= Richard FitzEustace =

Irish statesman

Arms of Sir Richard FitzEustace: Quarterly or and gules

Sir Richard FitzEustace (c.1380–1445) was an Irish statesman who twice held the office of Lord Chancellor of Ireland.

== Family background ==
He was born about 1380 in Coghlanstown, County Kildare. His father was Sir Maurice FitzEustace, High Sheriff of Kildare in 1386; his mother was Joan, widow of Sir James Delahyde, who sat as one of the two knights of the shire for County Meath in the Irish House of Commons in the Parliament of 1370. Another branch of the Eustace or FitzEustace family later acquired the titles Baron Portlester and Viscount Baltinglass.

== Career ==
He was appointed a Justice of the Peace in 1408, and High Sheriff of Kildare and Constable of Ballymore Eustace in 1414. He was Member of the Irish House of Commons for County Kildare in the Parliament of 1429, and on at least two occasions was entrusted with the task of maintaining good relations with the English Crown, having the title "Messenger to the King". He was knighted before 1421. He held the manor of Newcastle Lyons, Saggart and Esker, all in County Dublin; after his death, these passed to the Portlester branch of the family.

He was appointed Lord Chancellor of Ireland in 1426 but held office for only three months; however he appears to have acted as Deputy Lord Chancellor for the next ten years, may briefly have held office again in 1436, and was reappointed in 1442. He served as Commissioner for the Muster in the same year. In 1426 he petitioned the Council for recompense for his great labours on behalf of the King. In particular, he pleaded that his expenses on Crown service had prevented him from building a fortified house ("fortalice") in the Border country to preserve the peace.
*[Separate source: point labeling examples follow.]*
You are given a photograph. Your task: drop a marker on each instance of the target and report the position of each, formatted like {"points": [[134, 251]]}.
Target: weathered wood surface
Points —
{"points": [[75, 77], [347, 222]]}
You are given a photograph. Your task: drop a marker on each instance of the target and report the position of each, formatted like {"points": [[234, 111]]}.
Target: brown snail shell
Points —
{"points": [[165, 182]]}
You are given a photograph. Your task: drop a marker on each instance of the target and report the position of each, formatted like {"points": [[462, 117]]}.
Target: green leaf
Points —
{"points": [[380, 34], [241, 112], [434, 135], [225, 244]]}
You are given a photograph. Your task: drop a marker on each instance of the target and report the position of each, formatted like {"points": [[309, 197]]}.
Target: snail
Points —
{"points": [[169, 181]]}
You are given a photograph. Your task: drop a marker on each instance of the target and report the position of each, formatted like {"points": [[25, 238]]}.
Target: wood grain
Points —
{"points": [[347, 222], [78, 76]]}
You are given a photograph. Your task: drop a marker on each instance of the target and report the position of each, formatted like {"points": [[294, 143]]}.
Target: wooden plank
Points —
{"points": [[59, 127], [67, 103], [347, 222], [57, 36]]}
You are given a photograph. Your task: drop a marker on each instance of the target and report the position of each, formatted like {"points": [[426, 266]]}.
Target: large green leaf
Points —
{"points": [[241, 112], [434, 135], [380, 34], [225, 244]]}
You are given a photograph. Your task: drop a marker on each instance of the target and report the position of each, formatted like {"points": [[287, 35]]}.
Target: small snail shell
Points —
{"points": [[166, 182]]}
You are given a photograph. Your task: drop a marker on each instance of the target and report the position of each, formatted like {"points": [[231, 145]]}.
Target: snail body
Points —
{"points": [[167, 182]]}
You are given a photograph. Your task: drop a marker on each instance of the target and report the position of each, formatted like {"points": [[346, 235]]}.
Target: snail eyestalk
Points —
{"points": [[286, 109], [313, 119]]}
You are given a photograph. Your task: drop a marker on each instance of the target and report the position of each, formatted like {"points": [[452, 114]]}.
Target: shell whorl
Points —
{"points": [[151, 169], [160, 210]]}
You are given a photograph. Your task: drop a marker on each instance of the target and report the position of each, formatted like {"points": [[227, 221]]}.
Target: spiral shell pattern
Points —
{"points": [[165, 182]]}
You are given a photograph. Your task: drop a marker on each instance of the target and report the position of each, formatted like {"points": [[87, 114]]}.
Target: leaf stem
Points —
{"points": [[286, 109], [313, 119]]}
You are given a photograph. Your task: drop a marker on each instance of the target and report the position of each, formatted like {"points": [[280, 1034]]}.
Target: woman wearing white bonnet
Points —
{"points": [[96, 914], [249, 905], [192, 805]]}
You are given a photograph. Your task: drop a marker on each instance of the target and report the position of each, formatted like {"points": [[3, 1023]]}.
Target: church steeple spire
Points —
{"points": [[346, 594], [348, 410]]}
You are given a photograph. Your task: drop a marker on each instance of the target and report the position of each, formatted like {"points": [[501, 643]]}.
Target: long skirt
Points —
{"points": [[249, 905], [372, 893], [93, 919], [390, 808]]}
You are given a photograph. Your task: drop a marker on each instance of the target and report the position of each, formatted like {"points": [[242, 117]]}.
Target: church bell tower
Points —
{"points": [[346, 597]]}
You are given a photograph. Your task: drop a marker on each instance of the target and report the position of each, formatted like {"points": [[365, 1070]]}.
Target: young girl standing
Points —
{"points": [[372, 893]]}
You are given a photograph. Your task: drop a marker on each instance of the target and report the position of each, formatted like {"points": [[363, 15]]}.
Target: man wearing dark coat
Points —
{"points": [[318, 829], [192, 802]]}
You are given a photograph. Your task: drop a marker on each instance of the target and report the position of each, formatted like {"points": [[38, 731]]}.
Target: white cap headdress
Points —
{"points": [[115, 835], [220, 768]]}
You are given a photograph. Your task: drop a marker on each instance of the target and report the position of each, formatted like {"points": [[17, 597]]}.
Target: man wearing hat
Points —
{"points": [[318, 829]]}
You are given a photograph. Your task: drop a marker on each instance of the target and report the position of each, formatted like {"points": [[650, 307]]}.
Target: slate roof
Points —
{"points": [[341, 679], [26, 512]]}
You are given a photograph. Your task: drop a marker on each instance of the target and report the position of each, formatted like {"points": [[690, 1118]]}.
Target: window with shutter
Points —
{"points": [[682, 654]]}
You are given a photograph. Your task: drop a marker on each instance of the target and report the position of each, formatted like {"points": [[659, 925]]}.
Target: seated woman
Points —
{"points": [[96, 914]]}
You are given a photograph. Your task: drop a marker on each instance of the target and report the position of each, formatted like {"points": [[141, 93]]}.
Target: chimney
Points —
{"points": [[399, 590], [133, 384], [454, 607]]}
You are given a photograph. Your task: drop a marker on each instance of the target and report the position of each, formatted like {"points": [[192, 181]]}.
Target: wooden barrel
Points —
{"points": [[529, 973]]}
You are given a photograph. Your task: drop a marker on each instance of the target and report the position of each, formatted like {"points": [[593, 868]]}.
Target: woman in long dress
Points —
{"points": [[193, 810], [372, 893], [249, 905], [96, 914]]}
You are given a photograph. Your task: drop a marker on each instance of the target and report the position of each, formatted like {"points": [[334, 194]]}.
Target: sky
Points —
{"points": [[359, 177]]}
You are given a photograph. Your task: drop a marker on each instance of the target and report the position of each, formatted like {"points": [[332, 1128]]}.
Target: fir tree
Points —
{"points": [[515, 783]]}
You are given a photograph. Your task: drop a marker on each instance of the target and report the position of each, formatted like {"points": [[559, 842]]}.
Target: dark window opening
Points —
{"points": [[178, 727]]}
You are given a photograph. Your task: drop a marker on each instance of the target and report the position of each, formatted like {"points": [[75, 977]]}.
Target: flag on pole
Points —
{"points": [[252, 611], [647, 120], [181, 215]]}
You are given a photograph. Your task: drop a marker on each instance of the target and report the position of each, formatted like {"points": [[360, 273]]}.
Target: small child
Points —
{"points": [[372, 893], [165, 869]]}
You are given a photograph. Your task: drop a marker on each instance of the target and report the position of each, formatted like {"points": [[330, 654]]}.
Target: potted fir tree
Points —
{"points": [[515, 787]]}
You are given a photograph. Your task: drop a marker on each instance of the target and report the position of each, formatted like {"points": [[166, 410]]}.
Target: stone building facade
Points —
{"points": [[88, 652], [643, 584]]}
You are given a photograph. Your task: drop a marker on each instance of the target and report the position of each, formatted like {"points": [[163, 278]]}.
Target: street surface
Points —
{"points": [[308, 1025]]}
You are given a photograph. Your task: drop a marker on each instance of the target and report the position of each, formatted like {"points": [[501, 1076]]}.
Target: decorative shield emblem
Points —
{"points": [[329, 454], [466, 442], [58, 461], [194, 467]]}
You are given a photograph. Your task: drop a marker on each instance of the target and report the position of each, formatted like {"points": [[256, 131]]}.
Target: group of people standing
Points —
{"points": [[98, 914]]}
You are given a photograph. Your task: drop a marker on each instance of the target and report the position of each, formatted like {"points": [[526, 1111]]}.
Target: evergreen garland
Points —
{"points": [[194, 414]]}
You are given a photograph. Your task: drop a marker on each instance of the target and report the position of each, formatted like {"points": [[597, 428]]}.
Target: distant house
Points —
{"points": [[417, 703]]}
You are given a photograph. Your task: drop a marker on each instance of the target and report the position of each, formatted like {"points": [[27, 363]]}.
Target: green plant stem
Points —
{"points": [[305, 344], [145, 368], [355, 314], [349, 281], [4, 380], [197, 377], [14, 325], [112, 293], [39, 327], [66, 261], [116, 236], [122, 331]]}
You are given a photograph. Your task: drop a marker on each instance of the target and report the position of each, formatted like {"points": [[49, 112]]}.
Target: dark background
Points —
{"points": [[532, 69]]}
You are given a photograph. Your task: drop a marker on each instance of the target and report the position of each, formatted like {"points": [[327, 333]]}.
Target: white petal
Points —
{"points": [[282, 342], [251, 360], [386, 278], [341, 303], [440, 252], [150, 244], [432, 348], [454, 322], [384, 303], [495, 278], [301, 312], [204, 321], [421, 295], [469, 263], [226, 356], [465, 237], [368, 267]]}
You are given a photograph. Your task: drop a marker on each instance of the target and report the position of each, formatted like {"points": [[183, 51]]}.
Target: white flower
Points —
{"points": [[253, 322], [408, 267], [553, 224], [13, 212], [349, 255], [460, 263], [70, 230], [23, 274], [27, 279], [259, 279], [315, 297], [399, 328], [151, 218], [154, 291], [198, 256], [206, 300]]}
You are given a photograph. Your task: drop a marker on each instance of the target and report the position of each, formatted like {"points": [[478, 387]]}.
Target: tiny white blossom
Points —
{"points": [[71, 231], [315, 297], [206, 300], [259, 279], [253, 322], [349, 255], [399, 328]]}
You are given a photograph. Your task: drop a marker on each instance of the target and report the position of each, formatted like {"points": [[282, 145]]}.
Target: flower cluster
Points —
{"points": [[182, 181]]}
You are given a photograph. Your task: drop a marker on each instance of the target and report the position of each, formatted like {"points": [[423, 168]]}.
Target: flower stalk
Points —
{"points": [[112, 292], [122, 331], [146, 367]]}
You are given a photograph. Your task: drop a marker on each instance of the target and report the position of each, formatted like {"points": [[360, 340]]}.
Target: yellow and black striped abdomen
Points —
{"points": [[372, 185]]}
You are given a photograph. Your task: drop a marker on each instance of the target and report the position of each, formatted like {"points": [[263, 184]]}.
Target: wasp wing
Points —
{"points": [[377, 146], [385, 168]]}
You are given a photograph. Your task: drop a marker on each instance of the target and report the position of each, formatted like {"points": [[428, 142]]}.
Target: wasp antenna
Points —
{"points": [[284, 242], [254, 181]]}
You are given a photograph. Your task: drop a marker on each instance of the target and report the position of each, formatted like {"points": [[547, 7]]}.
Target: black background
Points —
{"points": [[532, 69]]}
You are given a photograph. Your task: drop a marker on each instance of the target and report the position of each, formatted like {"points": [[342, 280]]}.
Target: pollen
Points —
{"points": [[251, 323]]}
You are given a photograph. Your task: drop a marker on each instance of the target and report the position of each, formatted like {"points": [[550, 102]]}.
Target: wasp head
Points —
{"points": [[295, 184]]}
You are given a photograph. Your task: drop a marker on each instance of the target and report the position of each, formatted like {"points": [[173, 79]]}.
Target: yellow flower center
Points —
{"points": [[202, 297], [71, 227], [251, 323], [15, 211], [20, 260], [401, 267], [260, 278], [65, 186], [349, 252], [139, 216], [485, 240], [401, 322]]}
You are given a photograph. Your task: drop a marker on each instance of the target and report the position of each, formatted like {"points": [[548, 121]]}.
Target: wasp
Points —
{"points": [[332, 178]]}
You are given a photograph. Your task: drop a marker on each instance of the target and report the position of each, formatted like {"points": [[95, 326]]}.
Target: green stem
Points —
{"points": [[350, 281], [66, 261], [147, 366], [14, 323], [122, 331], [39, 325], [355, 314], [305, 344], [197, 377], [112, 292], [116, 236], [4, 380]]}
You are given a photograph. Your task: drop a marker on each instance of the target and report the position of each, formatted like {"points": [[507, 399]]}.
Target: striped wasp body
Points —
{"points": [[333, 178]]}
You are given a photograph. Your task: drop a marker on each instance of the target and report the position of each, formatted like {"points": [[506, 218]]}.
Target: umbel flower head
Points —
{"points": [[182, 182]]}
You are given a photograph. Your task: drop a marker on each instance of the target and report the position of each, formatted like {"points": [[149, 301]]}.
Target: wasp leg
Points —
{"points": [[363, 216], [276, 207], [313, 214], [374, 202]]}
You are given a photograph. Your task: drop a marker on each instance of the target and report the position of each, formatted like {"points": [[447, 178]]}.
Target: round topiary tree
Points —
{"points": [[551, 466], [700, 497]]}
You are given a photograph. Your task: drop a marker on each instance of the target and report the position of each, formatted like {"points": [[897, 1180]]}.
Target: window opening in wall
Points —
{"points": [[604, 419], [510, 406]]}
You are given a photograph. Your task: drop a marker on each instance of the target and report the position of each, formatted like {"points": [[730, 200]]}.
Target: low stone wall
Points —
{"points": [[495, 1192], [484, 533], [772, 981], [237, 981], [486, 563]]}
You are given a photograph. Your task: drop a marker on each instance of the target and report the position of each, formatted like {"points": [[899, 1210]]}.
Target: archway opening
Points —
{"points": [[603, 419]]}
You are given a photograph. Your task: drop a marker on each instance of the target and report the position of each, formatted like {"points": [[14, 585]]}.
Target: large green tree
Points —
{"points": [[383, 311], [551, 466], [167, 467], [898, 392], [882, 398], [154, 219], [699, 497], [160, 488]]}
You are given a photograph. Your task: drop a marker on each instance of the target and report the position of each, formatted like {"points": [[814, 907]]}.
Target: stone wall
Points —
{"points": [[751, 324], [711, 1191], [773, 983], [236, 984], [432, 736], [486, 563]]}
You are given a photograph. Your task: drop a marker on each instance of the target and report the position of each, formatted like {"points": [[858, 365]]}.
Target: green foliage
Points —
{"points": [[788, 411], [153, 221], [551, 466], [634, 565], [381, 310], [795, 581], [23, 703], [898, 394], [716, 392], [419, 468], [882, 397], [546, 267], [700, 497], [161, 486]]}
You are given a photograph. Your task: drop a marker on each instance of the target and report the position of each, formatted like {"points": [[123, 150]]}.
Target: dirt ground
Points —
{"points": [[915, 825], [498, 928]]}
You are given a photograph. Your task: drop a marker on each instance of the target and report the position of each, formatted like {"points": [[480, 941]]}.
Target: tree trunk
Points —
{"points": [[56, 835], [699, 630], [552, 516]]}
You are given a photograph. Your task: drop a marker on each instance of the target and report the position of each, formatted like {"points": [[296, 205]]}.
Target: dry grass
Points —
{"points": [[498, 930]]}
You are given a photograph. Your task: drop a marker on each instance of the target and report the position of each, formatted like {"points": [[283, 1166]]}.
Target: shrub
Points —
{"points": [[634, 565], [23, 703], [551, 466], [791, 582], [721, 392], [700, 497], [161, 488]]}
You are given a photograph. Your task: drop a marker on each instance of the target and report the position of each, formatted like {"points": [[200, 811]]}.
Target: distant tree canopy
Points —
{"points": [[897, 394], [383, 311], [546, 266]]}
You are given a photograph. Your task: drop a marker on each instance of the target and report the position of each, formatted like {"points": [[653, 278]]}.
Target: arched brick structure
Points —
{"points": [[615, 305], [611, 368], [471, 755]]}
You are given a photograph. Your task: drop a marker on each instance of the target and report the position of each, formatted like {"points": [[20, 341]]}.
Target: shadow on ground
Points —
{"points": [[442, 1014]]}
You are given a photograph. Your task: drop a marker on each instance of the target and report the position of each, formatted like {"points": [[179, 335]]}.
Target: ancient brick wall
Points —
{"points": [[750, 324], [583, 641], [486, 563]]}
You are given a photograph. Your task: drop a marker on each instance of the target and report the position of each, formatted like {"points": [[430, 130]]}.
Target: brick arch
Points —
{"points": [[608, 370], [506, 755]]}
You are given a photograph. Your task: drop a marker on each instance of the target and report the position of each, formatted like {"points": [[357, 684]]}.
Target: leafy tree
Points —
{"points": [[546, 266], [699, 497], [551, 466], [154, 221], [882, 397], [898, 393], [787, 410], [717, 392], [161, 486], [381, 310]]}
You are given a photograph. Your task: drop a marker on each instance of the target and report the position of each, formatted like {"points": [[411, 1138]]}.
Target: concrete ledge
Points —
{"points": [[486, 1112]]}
He was a member of the Privy Council of Ireland, and in his last years seems to have been regarded as very much a dependable "elder statesman". He was present at least two important Council meetings: the first was in August 1442, where very serious charges were laid against Richard Wogan, the Lord Chancellor. In consequence, Wogan was deemed to have vacated office and FitzEustace was reappointed Chancellor in his place. He attended the Council again in July 1444, where serious accusations were made against Giles Thorndon, the Lord Treasurer of Ireland.

He died in 1445.

== Family ==
Around 1417, he married Katherine Preston, widow of William Lawless, and of Christopher Holywood of Artane, son of Sir Robert de Holywood. Since Katherine, being a widow, was a Royal ward, Richard was obliged to obtain a royal pardon for marrying her without the Crown's consent; at the same time he was forgiven certain debts due to the Crown. In 1421 they were awarded custody of two-thirds of the lands of Katherine's second husband Christopher Holywood, during the minority of her son Robert Holywood, who came of age in 1422.

Sir Robert FitzEustace, son of Richard and Katherine, was High Sheriff of Kildare in his turn, and may also have served briefly as Lord Chancellor.